LONDON — Copper prices fell for the second session on Friday as softer demand from price-sensitive consumers such as China pushed the growth-dependent metal down from its recent highs sparked by the 90-day US-China trade truce.
Benchmark three-month copper on the London Metal Exchange (LME) was down 1.2 percent at $9,457.50 a metric ton.
The metal, used in power and construction, touched $9,664 on Wednesday, its highest since April 2, and is up 4 percent so far this month.
“Copper prices above $9,500 seem to again be encountering the same Chinese price sensitivity that has eventually and fundamentally reined in previous rallies over the last two years,” JP Morgan said in a note this week.

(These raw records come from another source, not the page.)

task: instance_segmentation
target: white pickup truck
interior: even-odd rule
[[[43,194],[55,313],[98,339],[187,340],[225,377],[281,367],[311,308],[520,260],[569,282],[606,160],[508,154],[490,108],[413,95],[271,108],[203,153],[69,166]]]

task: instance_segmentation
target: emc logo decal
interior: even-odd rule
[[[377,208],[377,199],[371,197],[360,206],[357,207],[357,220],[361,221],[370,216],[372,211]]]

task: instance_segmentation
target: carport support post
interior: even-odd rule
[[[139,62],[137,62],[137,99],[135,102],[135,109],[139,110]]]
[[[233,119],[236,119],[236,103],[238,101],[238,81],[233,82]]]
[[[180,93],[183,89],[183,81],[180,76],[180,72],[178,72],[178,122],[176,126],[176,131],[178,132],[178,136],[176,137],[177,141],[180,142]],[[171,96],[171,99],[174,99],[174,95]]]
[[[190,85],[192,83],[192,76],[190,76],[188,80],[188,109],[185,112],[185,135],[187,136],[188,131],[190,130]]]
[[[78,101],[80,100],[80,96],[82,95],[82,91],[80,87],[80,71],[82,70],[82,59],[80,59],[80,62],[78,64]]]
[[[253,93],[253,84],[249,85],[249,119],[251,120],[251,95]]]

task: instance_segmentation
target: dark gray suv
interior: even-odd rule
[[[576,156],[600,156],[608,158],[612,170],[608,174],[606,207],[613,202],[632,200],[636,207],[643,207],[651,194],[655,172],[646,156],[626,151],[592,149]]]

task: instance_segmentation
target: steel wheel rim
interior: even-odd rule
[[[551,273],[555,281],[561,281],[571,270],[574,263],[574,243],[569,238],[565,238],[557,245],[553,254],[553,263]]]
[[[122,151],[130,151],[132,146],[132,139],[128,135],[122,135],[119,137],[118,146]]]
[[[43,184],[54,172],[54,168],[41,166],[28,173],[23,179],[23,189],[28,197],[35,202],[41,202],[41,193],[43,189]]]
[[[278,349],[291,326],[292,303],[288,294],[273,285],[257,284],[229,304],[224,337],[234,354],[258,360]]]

This reaction can be seen in a sharp growth of copper inventories in top metals consumer China this week: warehouses monitored by the Shanghai Futures Exchange CU-STX-SGHreported a 34 percent jump in copper inventories to 108,142 tons on Friday, the first net weekly increase since mid-March.
The initial optimism about the 90-day pause agreed by Beijing and Washington on most of their retaliatory tariffs has faded with the market focus turning back to the health of the global economies.
“Chinese traders are happy about the 90-day pause, but the market has remained uncertain about what is going to happen after the 90 days,” a Shanghai-based metals analyst said.